The interesting question for box owners after the box numbers are assigned is: How much am I likely to win with these numbers? Moreover, if you’d entered the same pool every year since the Super Bowl began (ie. a pool with the same per-quarter payoffs), and happened to get the same numbers every year, how much would you have won in total? Obviously this is a contrived scenario, but an analysis of the history of Super Bowl scores makes for some interesting observations.

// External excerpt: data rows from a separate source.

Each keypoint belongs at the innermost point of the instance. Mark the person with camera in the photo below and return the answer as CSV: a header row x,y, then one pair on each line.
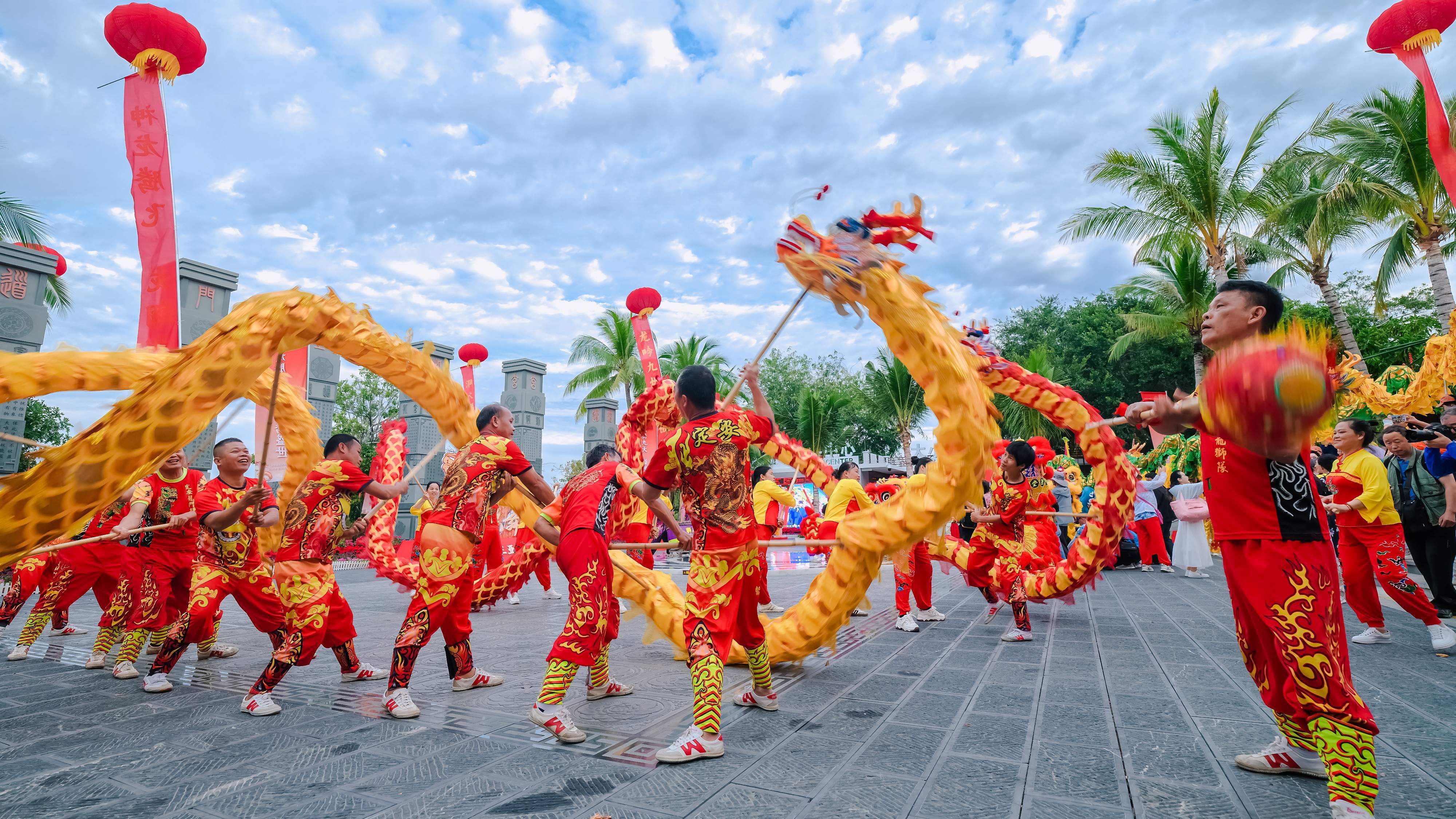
x,y
1428,509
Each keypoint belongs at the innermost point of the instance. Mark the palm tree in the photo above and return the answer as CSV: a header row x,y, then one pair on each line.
x,y
1302,226
695,350
1184,187
1382,151
819,418
1179,290
1020,422
614,360
892,391
23,225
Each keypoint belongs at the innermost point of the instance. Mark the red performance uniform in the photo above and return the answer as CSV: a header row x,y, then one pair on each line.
x,y
708,457
449,540
1286,607
228,563
1372,543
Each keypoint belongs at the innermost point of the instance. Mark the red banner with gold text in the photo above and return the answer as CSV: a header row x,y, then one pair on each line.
x,y
146,127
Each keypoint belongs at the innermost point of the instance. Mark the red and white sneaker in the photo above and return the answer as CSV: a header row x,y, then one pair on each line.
x,y
365,672
692,745
475,681
558,722
261,704
1283,758
612,688
400,704
752,700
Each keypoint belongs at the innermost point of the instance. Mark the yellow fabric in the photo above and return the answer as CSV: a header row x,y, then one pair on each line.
x,y
765,493
1375,487
845,492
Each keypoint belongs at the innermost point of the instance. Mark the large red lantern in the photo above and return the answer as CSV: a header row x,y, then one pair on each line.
x,y
60,260
152,37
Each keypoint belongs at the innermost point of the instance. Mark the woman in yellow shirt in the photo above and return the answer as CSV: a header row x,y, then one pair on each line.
x,y
1372,544
769,502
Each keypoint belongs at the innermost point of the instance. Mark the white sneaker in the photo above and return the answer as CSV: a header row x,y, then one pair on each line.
x,y
363,674
1372,636
478,681
612,688
752,700
1283,758
261,704
557,719
400,704
1342,809
216,653
1442,637
692,745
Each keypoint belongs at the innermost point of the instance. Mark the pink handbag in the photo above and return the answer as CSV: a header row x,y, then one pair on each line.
x,y
1190,511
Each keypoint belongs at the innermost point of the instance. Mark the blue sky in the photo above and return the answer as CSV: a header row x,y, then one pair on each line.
x,y
502,171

The nature of the scoring system in American Football is obviously the biggest factor in determining the “value” of a box: 3 (field goal) & 7 (touchdown + extra point), and their multiples, 6, 9, 4 and 1 seem likely to be winners. Also, the person who owns the 0-0 box stands to potentially win the entire pot before a ball is kicked or thrown, if two lousy offenses can’t score, or if the scoring goes in sets of touchdown, extra point, field goal. But if you think you have good numbers, a safety or a missed extra point are likely to ruin your day.

So, how much is my box worth in the above scenario?

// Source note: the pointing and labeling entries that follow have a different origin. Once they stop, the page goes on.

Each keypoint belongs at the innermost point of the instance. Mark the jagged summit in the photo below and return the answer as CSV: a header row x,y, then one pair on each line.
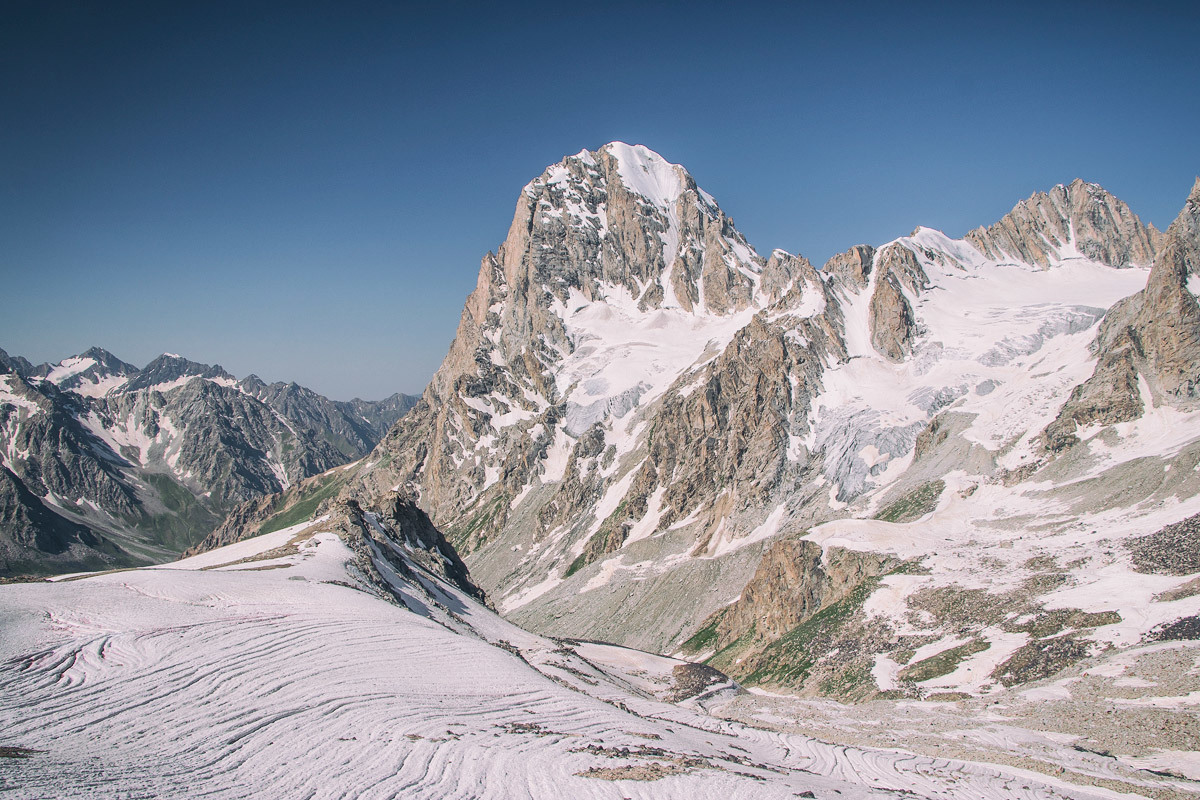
x,y
1080,220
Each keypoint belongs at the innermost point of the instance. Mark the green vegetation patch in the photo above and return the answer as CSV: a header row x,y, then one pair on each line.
x,y
607,540
1061,619
1041,659
705,637
471,535
303,509
189,521
943,662
789,659
913,505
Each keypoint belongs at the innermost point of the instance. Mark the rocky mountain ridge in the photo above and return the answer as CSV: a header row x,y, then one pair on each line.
x,y
904,474
108,464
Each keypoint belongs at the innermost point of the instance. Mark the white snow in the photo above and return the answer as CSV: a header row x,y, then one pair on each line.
x,y
294,678
69,367
647,173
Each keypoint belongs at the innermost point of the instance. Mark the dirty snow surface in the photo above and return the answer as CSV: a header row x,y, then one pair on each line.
x,y
276,668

// Per-quarter points scored for every superbowl - AFC,NFC
let quarterPoints = [
    ([ 0;10; 0; 0],[ 7; 7;14; 7]);
    ([ 0; 7; 0; 7],[ 3;13;10; 7]);
    ([ 0; 7; 6; 3],[ 0; 0; 0; 7]);
    ([ 3;13; 7; 0],[ 0; 0; 7; 0]);
    ([ 0; 6; 0;10],[ 3;10; 0; 0]);
    ([ 0; 3; 0; 0],[ 3; 7; 7; 7]);
    ([ 7; 7; 0; 0],[ 0; 0; 0; 7]);
    ([14; 3; 7; 0],[ 0; 0; 0; 7]);
    ([ 0; 2; 7; 7],[ 0; 0; 0; 6]);
    ([ 7; 0; 0;14],[ 7; 3; 0; 7]);
    ([ 0;16; 3;13],[ 0; 0; 7; 7]);
    ([ 0; 0;10; 0],[10; 3; 7; 7]);
    ([ 7;14; 0;14],[ 7; 7; 3;14]);
    ([ 3; 7; 7;14],[ 7; 6; 6; 0]);
    ([14; 0;10; 3],[ 0; 3; 0; 7]);
    ([ 0; 0; 7;14],[ 7;13; 0; 6]);
    ([ 7;10; 0; 0],[ 0;10; 3;14]);
    ([ 7;14;14; 3],[ 0; 3; 6; 0]);
    ([10; 6; 0; 0],[ 7;21;10; 0]);
    ([ 3; 0; 0; 7],[13;10;21; 2]);
    ([10; 0; 0;10],[ 7; 2;17;13]);
    ([10; 0; 0; 0],[ 0;35; 0; 7]);
    ([ 0; 3;10; 3],[ 3; 0; 3;14]);
    ([ 3; 0; 7; 0],[13;14;14;14]);
    ([ 3; 9; 0; 7],[ 3; 7; 7; 3]);
    ([ 0; 0;10;14],[ 0;17;14; 6]);
    ([ 7; 3; 7; 0],[14;14; 3;21]);
    ([ 3;10; 0; 0],[ 6; 0;14;10]);
    ([ 7; 3; 8; 8],[14;14;14; 7]);
    ([ 0; 7; 0;10],[10; 3; 7; 7]);
    ([14; 0; 7; 0],[10;17; 8; 0]);
    ([ 7;10; 7; 7],[ 7; 7; 3; 7]);
    ([ 7;10; 0;17],[ 3; 3; 0;13]);
    ([ 0; 0; 6;10],[ 3; 6; 7; 7]);
    ([ 7; 3;14;10],[ 0; 0; 7; 0]);
    ([ 0;14; 3; 3],[ 3; 0; 0;14]);
    ([ 3; 0; 6;12],[ 3;17;14;14]);
    ([ 0;14; 0;18],[ 0;10; 0;19]);
    ([ 0; 7; 7;10],[ 0; 7; 7; 7]);
    ([ 0; 7; 7; 7],[ 3; 0; 7; 0]);
    ([ 6;10; 6; 7],[14; 0; 3; 0]);
    ([ 0; 7; 0; 7],[ 3; 0; 0;14]);
    ([ 3;14; 3; 7],[ 0; 7; 0;16]);
    ([10; 0; 7; 0],[ 0; 6;10;15]);
    ([ 0;10; 7; 8],[14; 7; 0;10]);
    ([ 9; 0; 6; 6],[ 0;10; 7; 0]) ]

// Dollars to win at the end of each quarter
let prizes = [| 50; 125; 75; 250 |]

let total points = Seq.scan (fun t p -> t + p) (List.head points) (List.tail points)

let modulo = fun i -> i % 10
let modulos points = Seq.map modulo (total points)
let quarterModulos = Seq.map (fun (afc, nfc) -> modulos afc, modulos nfc) quarterPoints

let payoff : int[,] = Array2D.zeroCreate 10 10

let payQuarter (afc, nfc, prize) = payoff.[nfc,afc] <- payoff.[nfc,afc] + prize
let payGame (afc, nfc) = Seq.iter payQuarter (Seq.zip3 afc nfc prizes)

Seq.iter payGame quarterModulos

payoff

This snippet is also runnable at tryfsharp.org. The results are interesting:

image

43% of the possible outcomes seem to have never occurred in the Super Bowl.

0 and 7 are indeed big winners, and 7 – 4 is by far the most valuable box. However, its reciprocal 4 – 7 is one of the least valuable of the winning boxes.